Hampshire & Isle of Wight

Commissioner defends new review of police headquarters

Hampshire and Isle of Wight police and crime commissioner Simon Hayes
Image caption Simon Hayes said an outside expert was needed to take a "fresh look" at the plans

The appointment of a consultant to review a new headquarters for Hampshire Constabulary has been defended by the police and crime commissioner.

Oona Muirhead has been given up to eight weeks to assess the £83m plan to redevelop the force's estate.

She will look at Alpha Park near Eastleigh, which was bought for £9.2m as part of the review costing £10,000.

Police and crime commissioner Simon Hayes said an outside expert was needed to take a "fresh look" at plans.

'Fresh look'

He said: "I wanted a fresh look, somebody who hasn't been involved in this for the last eight years or so, somebody who is outside the police or even better, has worked in the public sector and somebody with experience of running projects of this size.
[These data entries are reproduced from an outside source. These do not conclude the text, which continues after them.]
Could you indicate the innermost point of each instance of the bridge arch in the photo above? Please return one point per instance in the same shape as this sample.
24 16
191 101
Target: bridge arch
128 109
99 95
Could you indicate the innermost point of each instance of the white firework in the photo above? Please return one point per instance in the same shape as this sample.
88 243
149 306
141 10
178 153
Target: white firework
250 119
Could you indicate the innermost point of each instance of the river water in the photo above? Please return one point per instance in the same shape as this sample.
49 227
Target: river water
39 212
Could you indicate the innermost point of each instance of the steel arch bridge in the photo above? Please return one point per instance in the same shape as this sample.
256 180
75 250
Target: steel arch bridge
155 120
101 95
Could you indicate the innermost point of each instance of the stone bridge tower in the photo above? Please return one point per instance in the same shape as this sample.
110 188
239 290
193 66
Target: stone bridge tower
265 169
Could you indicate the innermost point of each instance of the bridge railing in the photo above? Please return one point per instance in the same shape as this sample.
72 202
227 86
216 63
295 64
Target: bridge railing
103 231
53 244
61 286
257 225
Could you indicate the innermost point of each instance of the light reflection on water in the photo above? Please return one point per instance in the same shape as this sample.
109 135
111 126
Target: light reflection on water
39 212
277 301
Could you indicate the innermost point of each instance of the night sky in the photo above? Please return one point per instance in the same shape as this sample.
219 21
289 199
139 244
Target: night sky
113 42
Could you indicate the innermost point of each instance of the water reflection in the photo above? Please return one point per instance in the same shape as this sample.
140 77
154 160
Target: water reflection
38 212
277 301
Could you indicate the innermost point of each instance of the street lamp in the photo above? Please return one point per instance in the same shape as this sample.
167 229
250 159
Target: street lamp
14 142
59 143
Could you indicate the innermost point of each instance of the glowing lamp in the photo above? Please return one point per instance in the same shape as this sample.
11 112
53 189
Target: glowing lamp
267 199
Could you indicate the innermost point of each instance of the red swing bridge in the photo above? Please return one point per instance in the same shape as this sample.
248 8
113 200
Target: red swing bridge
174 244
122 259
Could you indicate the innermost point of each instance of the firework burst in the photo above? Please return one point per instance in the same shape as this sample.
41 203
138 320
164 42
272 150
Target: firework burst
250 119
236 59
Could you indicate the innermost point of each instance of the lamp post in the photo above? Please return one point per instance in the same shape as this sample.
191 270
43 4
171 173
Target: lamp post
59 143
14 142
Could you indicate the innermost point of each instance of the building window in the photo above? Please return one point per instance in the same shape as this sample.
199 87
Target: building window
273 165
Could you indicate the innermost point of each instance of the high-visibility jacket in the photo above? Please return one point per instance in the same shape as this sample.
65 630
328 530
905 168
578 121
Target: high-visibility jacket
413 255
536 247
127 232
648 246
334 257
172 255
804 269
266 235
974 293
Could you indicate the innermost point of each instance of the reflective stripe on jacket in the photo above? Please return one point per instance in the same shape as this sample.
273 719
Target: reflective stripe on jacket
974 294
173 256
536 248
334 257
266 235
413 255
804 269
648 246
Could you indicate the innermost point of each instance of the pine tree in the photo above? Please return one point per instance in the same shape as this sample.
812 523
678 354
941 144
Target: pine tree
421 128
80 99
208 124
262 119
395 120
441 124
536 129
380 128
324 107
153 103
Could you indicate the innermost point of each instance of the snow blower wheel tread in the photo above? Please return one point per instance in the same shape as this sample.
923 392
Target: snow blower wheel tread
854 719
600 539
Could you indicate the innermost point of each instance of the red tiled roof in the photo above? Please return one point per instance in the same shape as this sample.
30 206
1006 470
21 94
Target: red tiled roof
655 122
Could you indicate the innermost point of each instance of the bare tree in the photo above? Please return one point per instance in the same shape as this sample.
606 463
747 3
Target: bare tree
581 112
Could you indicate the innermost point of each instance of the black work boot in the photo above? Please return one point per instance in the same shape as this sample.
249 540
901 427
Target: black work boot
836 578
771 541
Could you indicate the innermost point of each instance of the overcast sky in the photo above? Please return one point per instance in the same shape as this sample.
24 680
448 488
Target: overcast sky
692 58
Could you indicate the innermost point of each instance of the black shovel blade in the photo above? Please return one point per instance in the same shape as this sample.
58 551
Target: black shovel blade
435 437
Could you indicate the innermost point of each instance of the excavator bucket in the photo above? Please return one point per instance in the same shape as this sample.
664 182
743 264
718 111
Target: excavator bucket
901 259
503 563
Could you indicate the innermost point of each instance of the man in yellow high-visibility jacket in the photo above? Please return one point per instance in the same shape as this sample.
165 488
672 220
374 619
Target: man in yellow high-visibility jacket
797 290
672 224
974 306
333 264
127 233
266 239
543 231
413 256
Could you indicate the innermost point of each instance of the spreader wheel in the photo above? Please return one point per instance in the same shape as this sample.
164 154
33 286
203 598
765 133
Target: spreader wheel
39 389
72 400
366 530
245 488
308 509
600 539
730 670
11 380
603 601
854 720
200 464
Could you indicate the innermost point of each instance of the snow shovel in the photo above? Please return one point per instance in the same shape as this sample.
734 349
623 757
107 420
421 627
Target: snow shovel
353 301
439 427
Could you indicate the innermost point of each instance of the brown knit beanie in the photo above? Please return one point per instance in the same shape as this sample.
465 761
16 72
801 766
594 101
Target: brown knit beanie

We didn't have that criteria in-house."

The future of Alpha Park, which has stood empty since being bought in 2008, has been thrown into doubt amid Mr Hayes' concerns about the cost of moving Hampshire Constabulary's headquarters there.

The now defunct Hampshire Police Authority announced in September some services would transfer to the site.

Mr Hayes said he launched the review after discovering the move would cost £15m.

Image caption The police-owned property at Alpha Park has been unused since it was bought in 2008

Redevelopment plans also included purchasing a building in the city centre and investing in custody provision.

Mr Hayes added: "We are spending £10,000 just to review the estate, but we would be spending £15m to move into Alpha Park.

"I accept that it's an expensive process to move into a building, but I don't think we need to spend £15m."

The police and crime commissioner's office said staff jobs were not under threat as a result of the review.

It comes as Hampshire's force tries to save £54m by April 2015 due to government spending cuts.